Service-to-Service Communication

Within Kubernetes, services communicate using DNS-based service discovery. While this works well, debugging connectivity issues required understanding how Kubernetes networking operates at a deeper level than I initially anticipated.

Lessons learned include:

• Use service names as hostnames (e.g., http://auth-service:8080) rather than pod IPs
• Network policies can inadvertently block inter-service communication; start permissive and tighten as needed
• Implement health checks (readiness and liveness probes) early; they're critical for reliable service mesh behavior

Deployment Strategies and Versioning

Kubernetes supports various deployment strategies (rolling updates, blue-green, canary). MediaDroppy uses rolling updates, which gradually replace old pods with new ones.

Critical lesson: Image versioning discipline is essential. Using :latest tags in production is tempting but dangerous. I learned to tag every build with a specific version (e.g., 2.0.1) and update the Helm values accordingly. This makes rollbacks reliable and audit trails clear.

Monitoring and Observability

Running applications in Kubernetes without proper monitoring is like flying blind.
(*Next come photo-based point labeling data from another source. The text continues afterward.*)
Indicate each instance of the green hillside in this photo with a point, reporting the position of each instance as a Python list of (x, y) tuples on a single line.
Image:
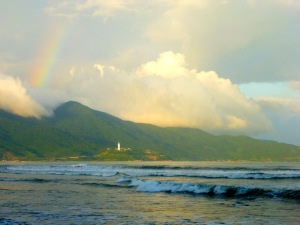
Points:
[(78, 132)]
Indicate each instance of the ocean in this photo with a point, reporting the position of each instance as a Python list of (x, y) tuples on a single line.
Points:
[(149, 193)]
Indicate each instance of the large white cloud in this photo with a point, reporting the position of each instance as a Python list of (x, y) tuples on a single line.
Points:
[(166, 92), (14, 98)]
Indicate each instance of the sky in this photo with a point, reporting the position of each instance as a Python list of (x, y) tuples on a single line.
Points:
[(223, 66)]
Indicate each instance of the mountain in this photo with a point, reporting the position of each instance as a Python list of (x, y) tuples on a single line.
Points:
[(78, 132)]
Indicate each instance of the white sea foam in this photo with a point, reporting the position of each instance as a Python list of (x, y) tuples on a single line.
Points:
[(108, 170), (154, 186)]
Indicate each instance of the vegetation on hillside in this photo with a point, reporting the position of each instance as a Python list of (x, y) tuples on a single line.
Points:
[(77, 132)]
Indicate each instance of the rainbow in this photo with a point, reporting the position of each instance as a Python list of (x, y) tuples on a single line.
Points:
[(48, 54)]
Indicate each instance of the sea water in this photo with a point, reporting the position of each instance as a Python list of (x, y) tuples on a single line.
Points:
[(149, 193)]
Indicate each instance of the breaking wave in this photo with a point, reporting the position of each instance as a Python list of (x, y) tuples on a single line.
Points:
[(209, 189), (133, 171)]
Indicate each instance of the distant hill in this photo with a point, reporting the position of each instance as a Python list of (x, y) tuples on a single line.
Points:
[(78, 132)]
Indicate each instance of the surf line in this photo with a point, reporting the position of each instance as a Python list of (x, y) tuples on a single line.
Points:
[(49, 52)]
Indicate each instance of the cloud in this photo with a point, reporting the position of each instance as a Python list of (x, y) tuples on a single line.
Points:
[(14, 99), (291, 106), (165, 92), (97, 8)]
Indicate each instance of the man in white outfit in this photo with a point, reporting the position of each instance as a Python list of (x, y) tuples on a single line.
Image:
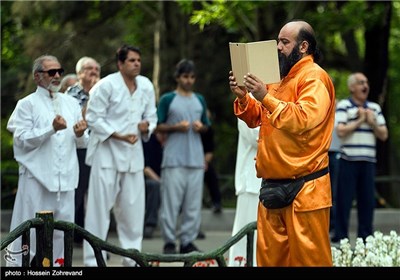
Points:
[(120, 113), (247, 188), (47, 127)]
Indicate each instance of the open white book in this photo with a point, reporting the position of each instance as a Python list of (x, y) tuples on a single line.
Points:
[(258, 58)]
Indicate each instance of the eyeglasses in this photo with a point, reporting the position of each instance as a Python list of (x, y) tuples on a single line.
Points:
[(52, 72)]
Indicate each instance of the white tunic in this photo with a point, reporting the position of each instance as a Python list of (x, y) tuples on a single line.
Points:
[(109, 102), (48, 155)]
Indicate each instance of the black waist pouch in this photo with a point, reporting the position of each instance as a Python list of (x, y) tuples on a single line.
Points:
[(279, 193), (275, 194)]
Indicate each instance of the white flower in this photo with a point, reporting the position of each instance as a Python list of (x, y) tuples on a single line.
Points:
[(378, 250)]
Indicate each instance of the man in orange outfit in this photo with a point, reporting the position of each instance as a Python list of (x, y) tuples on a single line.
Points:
[(296, 119)]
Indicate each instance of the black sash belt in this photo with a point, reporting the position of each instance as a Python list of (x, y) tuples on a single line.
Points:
[(306, 178)]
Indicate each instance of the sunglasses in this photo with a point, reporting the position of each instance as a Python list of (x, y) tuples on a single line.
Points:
[(52, 72)]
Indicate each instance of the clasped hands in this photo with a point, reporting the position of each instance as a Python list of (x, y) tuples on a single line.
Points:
[(59, 123)]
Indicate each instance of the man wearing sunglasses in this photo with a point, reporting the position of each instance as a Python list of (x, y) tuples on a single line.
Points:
[(47, 127)]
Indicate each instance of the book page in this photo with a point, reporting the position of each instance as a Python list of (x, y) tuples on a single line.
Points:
[(238, 61), (258, 58)]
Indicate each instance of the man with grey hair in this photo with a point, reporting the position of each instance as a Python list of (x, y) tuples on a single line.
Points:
[(88, 73), (47, 127), (359, 123)]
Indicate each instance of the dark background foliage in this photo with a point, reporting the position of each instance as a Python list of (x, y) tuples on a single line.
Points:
[(353, 36)]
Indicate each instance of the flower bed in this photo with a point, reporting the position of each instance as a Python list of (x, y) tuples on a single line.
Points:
[(378, 250)]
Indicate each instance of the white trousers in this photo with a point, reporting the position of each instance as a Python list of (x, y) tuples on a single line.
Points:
[(124, 193), (246, 212)]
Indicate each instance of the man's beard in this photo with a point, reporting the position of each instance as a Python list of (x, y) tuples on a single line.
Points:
[(286, 62), (54, 88)]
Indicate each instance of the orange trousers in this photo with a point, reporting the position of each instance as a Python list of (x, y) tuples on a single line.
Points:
[(286, 237)]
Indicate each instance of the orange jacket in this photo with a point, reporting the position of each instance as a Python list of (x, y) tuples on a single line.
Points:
[(296, 119)]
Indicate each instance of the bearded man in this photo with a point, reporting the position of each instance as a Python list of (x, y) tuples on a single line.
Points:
[(296, 118)]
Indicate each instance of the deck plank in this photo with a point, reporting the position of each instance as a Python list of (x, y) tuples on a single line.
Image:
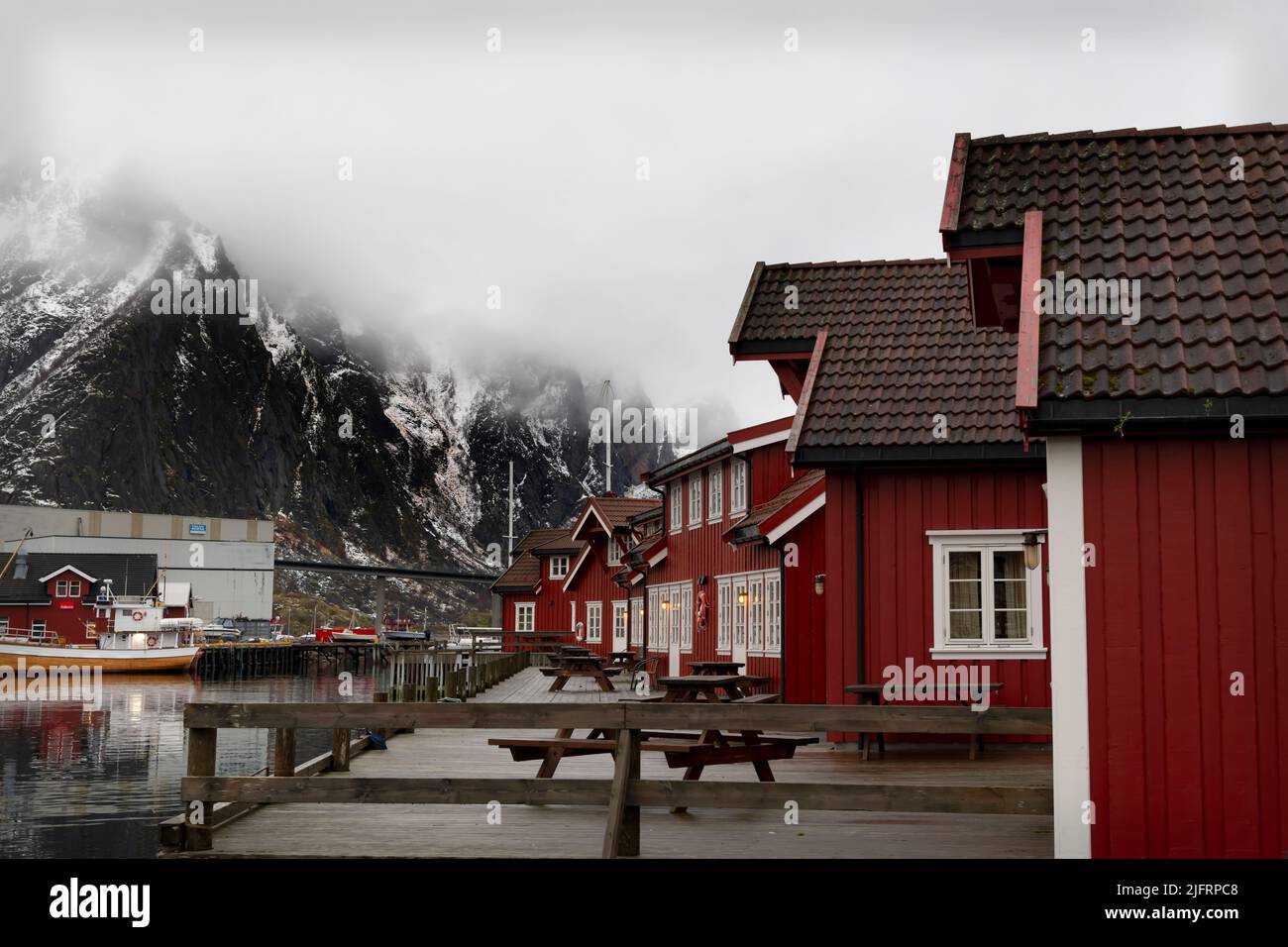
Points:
[(460, 831)]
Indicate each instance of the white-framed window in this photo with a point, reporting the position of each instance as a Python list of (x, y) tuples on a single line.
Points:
[(638, 620), (524, 616), (988, 603), (715, 492), (756, 615), (687, 617), (773, 613), (738, 486), (724, 616)]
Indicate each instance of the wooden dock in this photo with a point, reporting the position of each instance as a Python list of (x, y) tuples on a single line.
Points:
[(338, 830)]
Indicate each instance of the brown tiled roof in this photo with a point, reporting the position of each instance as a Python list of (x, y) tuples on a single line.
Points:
[(1159, 206), (748, 527), (902, 347), (619, 509)]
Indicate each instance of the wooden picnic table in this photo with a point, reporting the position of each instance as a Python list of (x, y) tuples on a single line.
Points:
[(875, 694), (716, 667), (567, 667)]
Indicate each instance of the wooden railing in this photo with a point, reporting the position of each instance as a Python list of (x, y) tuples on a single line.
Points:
[(626, 791)]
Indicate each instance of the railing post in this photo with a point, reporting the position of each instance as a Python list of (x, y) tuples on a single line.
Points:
[(283, 751), (340, 750), (622, 835), (197, 835)]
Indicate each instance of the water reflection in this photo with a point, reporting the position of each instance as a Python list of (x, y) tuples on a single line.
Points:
[(78, 784)]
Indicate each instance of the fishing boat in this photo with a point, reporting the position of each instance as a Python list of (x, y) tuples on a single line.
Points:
[(137, 639)]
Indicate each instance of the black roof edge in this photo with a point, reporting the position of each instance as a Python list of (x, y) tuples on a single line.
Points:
[(763, 347), (1153, 414), (1003, 236), (906, 454)]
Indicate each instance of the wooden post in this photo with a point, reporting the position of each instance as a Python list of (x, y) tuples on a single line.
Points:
[(340, 750), (197, 835), (622, 835), (283, 754)]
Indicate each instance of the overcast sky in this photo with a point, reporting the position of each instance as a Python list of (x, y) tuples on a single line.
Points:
[(519, 167)]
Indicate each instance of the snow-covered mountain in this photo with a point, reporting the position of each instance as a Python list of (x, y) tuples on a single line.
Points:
[(361, 449)]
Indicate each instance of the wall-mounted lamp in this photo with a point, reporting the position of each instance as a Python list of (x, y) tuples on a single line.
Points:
[(1033, 549)]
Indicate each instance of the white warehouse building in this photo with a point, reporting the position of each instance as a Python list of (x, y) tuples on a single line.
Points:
[(228, 562)]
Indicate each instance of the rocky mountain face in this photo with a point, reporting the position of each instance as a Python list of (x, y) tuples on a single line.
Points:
[(361, 449)]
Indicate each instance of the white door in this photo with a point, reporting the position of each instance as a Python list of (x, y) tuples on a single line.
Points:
[(621, 618), (739, 620), (677, 624)]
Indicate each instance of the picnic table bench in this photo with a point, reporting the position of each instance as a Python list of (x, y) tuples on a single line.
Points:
[(695, 751), (716, 667), (875, 694), (566, 667)]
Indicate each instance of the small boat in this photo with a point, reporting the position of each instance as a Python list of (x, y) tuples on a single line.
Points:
[(137, 641)]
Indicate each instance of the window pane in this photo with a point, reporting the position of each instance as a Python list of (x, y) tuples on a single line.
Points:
[(964, 625), (964, 595), (1010, 594), (1010, 624), (1009, 565), (964, 566)]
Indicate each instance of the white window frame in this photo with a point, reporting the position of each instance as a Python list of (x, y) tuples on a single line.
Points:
[(519, 609), (724, 616), (593, 622), (738, 486), (715, 493), (638, 620), (986, 543), (773, 613), (755, 613)]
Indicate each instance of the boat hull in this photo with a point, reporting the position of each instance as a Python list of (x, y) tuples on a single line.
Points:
[(154, 661)]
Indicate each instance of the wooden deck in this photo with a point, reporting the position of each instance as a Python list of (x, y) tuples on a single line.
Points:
[(398, 830)]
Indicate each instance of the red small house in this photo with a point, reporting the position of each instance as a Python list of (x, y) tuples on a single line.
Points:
[(58, 594), (1145, 278)]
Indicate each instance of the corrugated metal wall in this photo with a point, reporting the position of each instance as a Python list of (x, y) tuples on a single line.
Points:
[(1189, 587)]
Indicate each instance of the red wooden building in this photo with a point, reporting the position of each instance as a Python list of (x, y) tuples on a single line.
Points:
[(732, 573), (1145, 277), (56, 594), (906, 412)]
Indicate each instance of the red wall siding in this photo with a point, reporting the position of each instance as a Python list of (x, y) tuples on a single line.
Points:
[(1190, 585), (898, 602)]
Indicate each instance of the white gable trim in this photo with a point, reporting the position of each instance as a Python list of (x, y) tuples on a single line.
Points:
[(67, 569)]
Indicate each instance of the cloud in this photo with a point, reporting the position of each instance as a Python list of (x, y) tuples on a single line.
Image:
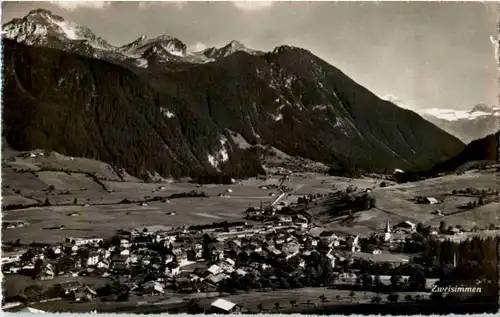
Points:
[(198, 47), (85, 4), (148, 4), (253, 5)]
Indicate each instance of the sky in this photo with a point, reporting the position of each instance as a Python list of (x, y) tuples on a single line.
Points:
[(428, 55)]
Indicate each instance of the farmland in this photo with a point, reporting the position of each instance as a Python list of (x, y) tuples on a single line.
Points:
[(106, 211)]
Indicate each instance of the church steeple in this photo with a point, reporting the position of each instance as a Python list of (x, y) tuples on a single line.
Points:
[(387, 227)]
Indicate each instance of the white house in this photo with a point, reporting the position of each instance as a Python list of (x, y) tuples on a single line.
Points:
[(93, 259)]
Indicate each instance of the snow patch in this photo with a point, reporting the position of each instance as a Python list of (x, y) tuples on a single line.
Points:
[(68, 29), (277, 117), (167, 112), (221, 155), (455, 115), (141, 62), (320, 107)]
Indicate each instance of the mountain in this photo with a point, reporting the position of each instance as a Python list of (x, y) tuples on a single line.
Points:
[(186, 122), (470, 125), (43, 28), (481, 150)]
Implementing logging aggregation and metrics collection should happen early, not as an afterthought.

I integrated a log aggregation service (log-eater) that collects logs from all services, making debugging distributed issues tractable. Without centralized logging, correlating events across multiple services would have been nearly impossible.

Key Takeaways

• Start simple with Kubernetes: Don't try to implement every advanced feature immediately. Get basic deployments working, then incrementally add complexity.
• Infrastructure as code is non-negotiable: Helm charts, stored in version control, make deployments repeatable and auditable.
• Understand storage before you need it: Storage is stateful and complex; plan your persistence strategy early.
• Resource management prevents surprises: Always specify resource requests and limits based on profiling, not guesses.
• Observability is a requirement, not a feature: Build logging, metrics, and tracing into your deployment from the start.
• Security configurations matter: Network policies, RBAC, and secrets management aren't optional in production.

Kubernetes is powerful but complex. The learning curve is real, and mistakes in production can be expensive. However, the operational benefits—auto-scaling, self-healing, rolling updates—justify the investment for applications that need these capabilities. The key is approaching Kubernetes with respect for its complexity and investing time in understanding its core concepts before deploying critical workloads.